By 1844, Snow had relocated to London and graduated university with a degree in medicine. He was admitted as a member of the Royal College of Physicians in 1850 and was present in the city for both the Soho cholera outbreaks of 1849 and 1854.
1850s Soho was a somewhat unsanitary place to live – cesspits beneath homes were common, as the city’s sewer system had not yet reached the area. The 1854 cholera outbreak was the third of its kind in the area within the space of 25 years and it was clear that there was a severe health problem in the area. The medical community – including the General Board of Health – generally agreed at the time that illness was caused by miasma, however Snow suspected differently. He had published his first edition of On the Mode of Communication of Cholera in 1849, arguing against ‘bad air’ as a cause of cholera. In 1854, Snow began to further his epidemiological research, with the help of Reverend Henry Whitehead, by simply speaking with the residents of Soho and recording his findings.

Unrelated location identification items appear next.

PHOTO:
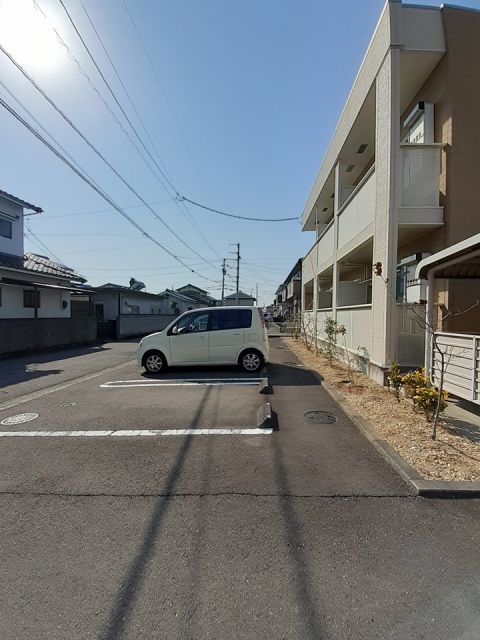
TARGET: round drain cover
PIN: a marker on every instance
(320, 417)
(18, 419)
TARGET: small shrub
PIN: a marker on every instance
(427, 397)
(414, 380)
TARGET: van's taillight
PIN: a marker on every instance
(261, 317)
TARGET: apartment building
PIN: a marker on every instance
(397, 183)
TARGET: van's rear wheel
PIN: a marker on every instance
(154, 362)
(251, 361)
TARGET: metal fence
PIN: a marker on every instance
(461, 364)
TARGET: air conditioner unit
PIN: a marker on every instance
(417, 111)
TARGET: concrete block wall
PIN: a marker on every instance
(141, 325)
(27, 334)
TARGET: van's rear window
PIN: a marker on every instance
(225, 319)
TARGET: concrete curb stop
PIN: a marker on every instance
(264, 416)
(264, 386)
(421, 486)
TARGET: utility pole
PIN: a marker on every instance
(238, 273)
(224, 271)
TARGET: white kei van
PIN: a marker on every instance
(219, 335)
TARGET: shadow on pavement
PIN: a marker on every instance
(307, 607)
(132, 582)
(16, 370)
(180, 373)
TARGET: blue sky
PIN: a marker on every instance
(254, 91)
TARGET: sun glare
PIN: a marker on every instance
(27, 36)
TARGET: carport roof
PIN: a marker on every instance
(461, 260)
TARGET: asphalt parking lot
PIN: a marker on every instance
(223, 530)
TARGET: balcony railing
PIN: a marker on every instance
(358, 211)
(319, 254)
(420, 175)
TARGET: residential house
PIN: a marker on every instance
(36, 294)
(397, 183)
(200, 295)
(177, 303)
(241, 299)
(288, 297)
(280, 300)
(126, 311)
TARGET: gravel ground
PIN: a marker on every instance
(449, 457)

John Snow mapped the cholera deaths in the area. He discovered that most of the deaths were in the vicinity of Broad Street and the key factor which linked them all was access to the local water pump. His careful mapping and convincing argument persuaded the council that the contaminated water (from a nearby cesspit) was the cause of the disease, and the subsequent disabling of the pump vastly reduced the number of affected patients.
Snow’s On the Mode of Communication of Cholera was published in second edition, much enlarged and with the crucial addition of maps, including that of the Broad Street pump contamination area. The work can be considered one of the founding texts of modern epidemiology and has undoubtedly saved thousands of lives.